The Tisch dropout is an ultra-savvy media manipulator engaged in an elaborate and complex project to re-glamorize the pop star. None of that is readily evident in her actual songs. But that might be part of the point. Regardless of whether you buy her pop-intelligence, you can’t deny that “Gaga” genius in one important sense. Timeless branding of things we don’t usually brand.

From dangling on stage in La Perla lingerie as fake blood gushes from her breast to wearing an orbiting head dress to an award show, every appearance she makes is worthy of the front page. Her image sells, whether you revere it or find it pretentious.

Virgin Mobile, Diet Coke, Wonder Bread, Polaroid and the dating Web site Plentyoffish.com all recognize this; the flagrancy of product placement in “Telephone” is almost distracting. How many other artists have companies vying for them to put arsenic in their Miracle Whip?

Let’s compare Gaga to someone even more successful in 2009: Taylor Swift, who made $18 million last year according to Forbes estimates and was listed by Nielsen SoundScan as the top-selling digital artist in music history. They are a bit different, you might say. Swift is the girl next door. Gaga is your parents’ worst nightmare. Gaga makes music videos with graphic death imagery. Swift sings songs about teen love and being “15.”

Parents love Swift because she spews morals they deem good for their daughters. They see her as a responsible big sister. The most controversial thing she did last year was host “Saturday Night Live” (and she was amazing). The least controversial thing Gaga did was meet the Queen of England in a red leather dress.

Admittedly, the pop stars have some similarities. Like Gaga’s music, the world could do without Swift’s. Swift’s career is based on a particular image and branding — tapping into the tween scene in a way that would make Britney circa 1997 drool. She has become the celebrity face of l.e.i jeans and Wal-Mart, and many companies are vying for her as well.

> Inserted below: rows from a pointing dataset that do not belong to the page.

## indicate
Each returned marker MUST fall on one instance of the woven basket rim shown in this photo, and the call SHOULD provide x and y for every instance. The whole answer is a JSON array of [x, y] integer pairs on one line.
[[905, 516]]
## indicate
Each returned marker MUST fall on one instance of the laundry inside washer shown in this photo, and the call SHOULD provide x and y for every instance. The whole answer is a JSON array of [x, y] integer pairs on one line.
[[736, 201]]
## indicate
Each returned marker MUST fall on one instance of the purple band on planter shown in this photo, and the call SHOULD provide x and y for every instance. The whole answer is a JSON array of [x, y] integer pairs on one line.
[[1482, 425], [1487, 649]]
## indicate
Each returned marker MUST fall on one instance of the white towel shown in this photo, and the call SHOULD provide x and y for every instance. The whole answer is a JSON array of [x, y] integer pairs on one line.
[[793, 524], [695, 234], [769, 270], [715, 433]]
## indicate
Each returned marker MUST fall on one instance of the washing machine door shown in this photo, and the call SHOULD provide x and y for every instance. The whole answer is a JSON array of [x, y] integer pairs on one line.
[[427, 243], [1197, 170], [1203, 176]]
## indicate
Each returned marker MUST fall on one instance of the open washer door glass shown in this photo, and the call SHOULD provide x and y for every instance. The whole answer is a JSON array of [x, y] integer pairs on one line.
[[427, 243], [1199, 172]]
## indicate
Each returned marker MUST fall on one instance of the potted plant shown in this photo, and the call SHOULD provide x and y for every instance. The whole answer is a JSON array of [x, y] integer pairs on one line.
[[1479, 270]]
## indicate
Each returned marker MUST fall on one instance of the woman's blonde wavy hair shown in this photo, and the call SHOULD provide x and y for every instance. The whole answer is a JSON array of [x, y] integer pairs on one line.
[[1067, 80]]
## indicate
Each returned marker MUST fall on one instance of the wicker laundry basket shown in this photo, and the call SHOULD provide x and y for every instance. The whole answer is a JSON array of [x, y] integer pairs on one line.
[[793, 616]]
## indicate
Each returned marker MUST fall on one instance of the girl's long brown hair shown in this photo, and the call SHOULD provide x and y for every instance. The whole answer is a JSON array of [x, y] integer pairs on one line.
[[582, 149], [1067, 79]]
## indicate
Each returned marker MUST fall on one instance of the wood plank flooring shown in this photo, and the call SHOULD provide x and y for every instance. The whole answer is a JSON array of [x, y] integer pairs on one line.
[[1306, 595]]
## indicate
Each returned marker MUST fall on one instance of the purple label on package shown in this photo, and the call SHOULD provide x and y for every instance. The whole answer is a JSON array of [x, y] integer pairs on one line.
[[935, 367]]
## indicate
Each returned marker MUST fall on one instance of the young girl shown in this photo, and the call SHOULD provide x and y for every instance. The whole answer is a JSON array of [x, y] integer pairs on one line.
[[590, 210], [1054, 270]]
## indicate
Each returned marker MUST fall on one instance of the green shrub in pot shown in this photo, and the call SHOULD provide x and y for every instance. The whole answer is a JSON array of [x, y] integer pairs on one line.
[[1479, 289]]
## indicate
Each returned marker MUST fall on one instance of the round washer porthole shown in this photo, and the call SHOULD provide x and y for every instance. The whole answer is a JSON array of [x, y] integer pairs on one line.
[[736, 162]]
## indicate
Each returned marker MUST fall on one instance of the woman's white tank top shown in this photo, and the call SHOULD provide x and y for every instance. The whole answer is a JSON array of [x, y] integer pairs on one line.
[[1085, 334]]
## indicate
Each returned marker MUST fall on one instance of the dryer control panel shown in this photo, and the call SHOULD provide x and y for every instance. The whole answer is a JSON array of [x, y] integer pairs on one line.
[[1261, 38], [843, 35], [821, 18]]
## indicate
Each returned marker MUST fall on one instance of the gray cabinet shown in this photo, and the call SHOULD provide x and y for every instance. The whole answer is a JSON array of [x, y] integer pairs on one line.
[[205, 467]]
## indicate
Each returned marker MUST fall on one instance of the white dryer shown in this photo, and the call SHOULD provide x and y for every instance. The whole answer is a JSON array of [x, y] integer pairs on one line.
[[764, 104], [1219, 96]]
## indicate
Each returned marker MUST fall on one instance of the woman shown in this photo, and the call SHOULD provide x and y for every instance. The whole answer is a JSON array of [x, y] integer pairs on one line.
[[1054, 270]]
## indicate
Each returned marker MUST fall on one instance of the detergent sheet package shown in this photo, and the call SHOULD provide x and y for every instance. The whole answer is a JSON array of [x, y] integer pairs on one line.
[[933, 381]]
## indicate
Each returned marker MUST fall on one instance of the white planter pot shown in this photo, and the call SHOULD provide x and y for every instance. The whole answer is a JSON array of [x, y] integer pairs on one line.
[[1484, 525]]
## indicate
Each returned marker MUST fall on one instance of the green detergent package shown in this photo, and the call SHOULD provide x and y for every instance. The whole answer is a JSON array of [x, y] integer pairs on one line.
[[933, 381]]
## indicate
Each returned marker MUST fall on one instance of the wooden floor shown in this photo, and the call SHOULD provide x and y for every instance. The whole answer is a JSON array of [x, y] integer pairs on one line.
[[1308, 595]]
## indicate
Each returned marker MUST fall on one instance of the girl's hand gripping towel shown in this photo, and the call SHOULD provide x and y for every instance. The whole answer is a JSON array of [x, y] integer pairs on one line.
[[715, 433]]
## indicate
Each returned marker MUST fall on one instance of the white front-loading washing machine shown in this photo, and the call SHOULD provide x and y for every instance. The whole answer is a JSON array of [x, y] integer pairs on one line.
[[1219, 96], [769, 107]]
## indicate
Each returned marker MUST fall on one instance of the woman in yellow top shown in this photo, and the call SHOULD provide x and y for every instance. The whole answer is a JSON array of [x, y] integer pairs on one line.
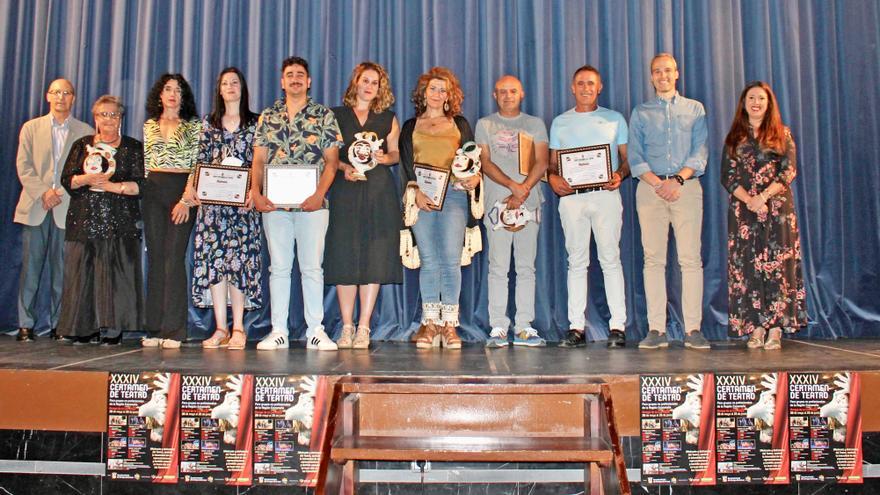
[[171, 142], [441, 234]]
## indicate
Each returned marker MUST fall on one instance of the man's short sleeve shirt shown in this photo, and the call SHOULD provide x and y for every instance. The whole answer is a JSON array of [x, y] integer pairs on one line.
[[601, 126], [501, 134]]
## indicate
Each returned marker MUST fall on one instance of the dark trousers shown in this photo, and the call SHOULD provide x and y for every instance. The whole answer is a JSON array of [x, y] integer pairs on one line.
[[167, 296], [42, 248]]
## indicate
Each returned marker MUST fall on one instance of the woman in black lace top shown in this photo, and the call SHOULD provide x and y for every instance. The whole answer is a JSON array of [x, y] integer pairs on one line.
[[104, 175]]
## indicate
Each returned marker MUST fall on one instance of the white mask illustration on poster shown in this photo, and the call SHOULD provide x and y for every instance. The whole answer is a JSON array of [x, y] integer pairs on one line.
[[838, 409], [227, 411], [302, 412], [154, 409], [689, 411], [764, 410]]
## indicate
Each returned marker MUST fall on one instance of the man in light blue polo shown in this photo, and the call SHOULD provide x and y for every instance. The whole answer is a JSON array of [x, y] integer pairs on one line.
[[668, 152], [590, 211]]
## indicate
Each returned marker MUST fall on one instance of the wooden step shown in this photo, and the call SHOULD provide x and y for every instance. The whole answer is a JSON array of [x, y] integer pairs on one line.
[[472, 449]]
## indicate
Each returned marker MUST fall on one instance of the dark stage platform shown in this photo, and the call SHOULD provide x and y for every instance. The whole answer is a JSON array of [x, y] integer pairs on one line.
[[398, 358], [48, 387]]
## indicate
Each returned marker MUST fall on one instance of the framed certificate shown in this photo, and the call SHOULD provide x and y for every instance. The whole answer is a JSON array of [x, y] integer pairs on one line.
[[222, 184], [432, 182], [287, 186], [588, 166]]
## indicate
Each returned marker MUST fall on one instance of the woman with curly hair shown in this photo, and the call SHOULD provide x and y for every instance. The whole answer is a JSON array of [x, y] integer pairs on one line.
[[227, 242], [364, 232], [766, 290], [447, 237], [171, 139]]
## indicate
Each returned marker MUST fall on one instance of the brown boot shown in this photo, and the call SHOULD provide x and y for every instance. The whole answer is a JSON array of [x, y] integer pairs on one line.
[[430, 336], [450, 338]]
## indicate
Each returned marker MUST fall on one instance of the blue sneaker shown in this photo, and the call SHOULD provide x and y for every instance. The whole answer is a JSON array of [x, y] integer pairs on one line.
[[497, 338], [528, 337]]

But Swift’s brand is a ticking time bomb. As we know all too well from the Spears, Aguilera, Moore, Simpson battle of the 90s, the girl next-door image has an expiration date. She turns 21 this December. Soon America will not buy into lyrics like “she’s cheer captain and I’m on the bleachers.” As precedent shows, she will either fade into obscurity or have to rebrand herself as a young sexually empowered woman, singing songs like “Dirrty” or “I’m a Slave 4 U,” struggling to find a new niche.

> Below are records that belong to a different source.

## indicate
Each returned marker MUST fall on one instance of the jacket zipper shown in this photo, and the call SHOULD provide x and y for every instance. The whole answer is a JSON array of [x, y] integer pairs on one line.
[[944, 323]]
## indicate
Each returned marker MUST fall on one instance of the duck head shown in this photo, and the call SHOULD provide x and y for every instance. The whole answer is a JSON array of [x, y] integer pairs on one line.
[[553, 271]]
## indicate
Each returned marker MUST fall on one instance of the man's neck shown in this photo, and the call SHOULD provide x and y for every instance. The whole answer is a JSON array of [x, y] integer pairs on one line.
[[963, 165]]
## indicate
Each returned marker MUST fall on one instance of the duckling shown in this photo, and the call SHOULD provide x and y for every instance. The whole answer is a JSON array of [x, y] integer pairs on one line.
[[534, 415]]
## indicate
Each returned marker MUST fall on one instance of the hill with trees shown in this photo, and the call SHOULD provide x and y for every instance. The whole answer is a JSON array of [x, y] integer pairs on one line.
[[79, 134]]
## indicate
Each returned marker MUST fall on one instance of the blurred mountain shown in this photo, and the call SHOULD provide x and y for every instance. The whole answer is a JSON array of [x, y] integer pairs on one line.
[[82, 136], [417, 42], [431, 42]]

Gaga will not face the perils of musical puberty. As far as we are concerned, Gaga doesn’t have an age, sex or “innocent” thought in her body. Her burlesque film neon/noir videos might not be everyone’s cup of tea, but we have never seen anything like her. She is a novelty and will continue to be controversial, shocking us with images we seldom face in mainstream culture, like Butch lesbians and non-heteronormative sexuality. And power to her.

As Gaga said in an interview with Ellen DeGeneres, her music and performance is “all about letting people who don’t fit in know that someone out there is fine with who they are.” I guess America is a country of freaks then, and it is Gaga’s genius for getting us to embrace it — while making millions in the process.

Kathryn Olivarius is a junior in Branford College.